Rethinking Aromaticity in H‑Bonded Systems. Caveats for Transition Structures Involving Hydrogen Transfer and π‑Delocalization

• Published in: The journal of physical chemistry. A, Molecules, spectroscopy, kinetics, environment, & general theory Vol. 119; no. 3; pp. 525 - 534
• Main Authors: Romero-Fernández, María P, Ávalos, Martín, Babiano, Reyes, Cintas, Pedro, Jiménez, José L, Palacios, Juan C
• Format: Journal Article
• Language: English
• Published: United States American Chemical Society 22.01.2015
• Subjects: Acrolein - analogs & derivatives; Acrolein - chemistry; Aromaticity; Conversion; Dichotomies; Electronics; Free energy; Hydrogen - chemistry; Hydrogen Bonding; Malondialdehyde - chemistry; Mathematical analysis; Molecular Structure; Quantum Theory; Saddle points; Thermodynamics; Vinblastine - analogs & derivatives; Vinblastine - chemistry
• ISSN: 1089-5639; 1520-5215
• DOI: 10.1021/jp5113735

Monoaza- and diaza-derivatives of malondialdehydes, in short aminoacroleins and vinamidines, are prototypical examples of open-chain structures prone to π-electron delocalization, for which intramolecular hydrogen bonding enhances (or diminishes) their pseudoaromaticity depending on the substitution pattern. This interplay is illustrated herein by DFT-based calculations of aromaticity indices in the gas phase and polar solvents. Elucidation of transition structures involved in tautomeric conversions helps to solve how the intramolecular hydrogen transfer occurs.
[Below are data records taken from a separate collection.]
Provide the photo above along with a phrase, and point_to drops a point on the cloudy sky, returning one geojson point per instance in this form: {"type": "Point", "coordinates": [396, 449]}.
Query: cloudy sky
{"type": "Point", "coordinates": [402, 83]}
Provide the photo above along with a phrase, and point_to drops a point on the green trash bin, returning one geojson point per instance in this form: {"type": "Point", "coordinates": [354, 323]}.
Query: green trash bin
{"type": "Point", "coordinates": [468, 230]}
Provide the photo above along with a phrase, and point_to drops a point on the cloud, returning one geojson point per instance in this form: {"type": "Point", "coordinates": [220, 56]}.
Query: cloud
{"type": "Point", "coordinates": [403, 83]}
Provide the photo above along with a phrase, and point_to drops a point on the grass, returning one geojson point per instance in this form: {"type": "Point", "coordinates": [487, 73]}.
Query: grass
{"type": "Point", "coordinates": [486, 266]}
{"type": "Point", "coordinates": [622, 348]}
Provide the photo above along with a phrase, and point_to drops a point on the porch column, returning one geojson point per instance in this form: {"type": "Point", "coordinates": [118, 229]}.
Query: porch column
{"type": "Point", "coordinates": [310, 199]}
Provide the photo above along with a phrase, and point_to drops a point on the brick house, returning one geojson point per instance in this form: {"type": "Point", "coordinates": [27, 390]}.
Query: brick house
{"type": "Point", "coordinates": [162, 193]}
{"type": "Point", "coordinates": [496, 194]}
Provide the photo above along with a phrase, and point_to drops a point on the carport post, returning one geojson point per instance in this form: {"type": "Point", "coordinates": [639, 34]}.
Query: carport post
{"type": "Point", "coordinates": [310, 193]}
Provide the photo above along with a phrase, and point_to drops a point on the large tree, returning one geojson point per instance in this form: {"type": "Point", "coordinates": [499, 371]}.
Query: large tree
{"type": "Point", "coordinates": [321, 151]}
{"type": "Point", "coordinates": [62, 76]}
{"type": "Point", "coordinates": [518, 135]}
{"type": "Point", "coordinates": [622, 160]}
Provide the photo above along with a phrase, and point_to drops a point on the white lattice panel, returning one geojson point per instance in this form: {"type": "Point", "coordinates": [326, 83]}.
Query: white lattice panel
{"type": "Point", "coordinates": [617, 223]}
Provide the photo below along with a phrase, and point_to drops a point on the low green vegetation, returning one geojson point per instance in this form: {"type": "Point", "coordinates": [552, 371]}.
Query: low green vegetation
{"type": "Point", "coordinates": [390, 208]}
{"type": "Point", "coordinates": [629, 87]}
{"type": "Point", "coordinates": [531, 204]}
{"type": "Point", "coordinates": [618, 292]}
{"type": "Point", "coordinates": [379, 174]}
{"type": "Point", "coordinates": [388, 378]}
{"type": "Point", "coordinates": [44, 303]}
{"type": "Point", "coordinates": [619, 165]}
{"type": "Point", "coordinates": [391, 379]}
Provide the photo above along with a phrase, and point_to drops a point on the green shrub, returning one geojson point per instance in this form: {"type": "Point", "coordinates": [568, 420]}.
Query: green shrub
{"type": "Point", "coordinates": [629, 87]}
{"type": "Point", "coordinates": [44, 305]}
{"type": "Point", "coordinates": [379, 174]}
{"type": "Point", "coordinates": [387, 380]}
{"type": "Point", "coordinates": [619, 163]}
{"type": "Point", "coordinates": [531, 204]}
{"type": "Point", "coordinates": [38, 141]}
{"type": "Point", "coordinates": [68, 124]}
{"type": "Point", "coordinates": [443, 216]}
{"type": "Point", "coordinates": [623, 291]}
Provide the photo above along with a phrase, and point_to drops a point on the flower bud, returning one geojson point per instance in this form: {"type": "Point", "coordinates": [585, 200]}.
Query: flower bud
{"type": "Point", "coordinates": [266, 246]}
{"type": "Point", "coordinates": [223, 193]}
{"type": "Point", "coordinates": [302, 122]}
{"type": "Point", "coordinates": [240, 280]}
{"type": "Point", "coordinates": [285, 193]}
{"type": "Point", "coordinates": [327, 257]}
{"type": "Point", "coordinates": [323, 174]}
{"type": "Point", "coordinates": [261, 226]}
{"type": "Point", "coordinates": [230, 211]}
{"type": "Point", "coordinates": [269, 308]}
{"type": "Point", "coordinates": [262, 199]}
While TSs exhibit a high degree of aromaticity, the dichotomy between forward and backward pathways points to a complex trajectory. Addition of thermal corrections to the electronic energy decreases both the enthalpy and free energy leading to negative ΔH ‡ and ΔG ‡ values. This variational effect accounts for the otherwise elusive distinction between transition structures and saddle points (usually overlooked for high electronic barriers). Also, this rationale fits well within the framework of Marcus’ theory.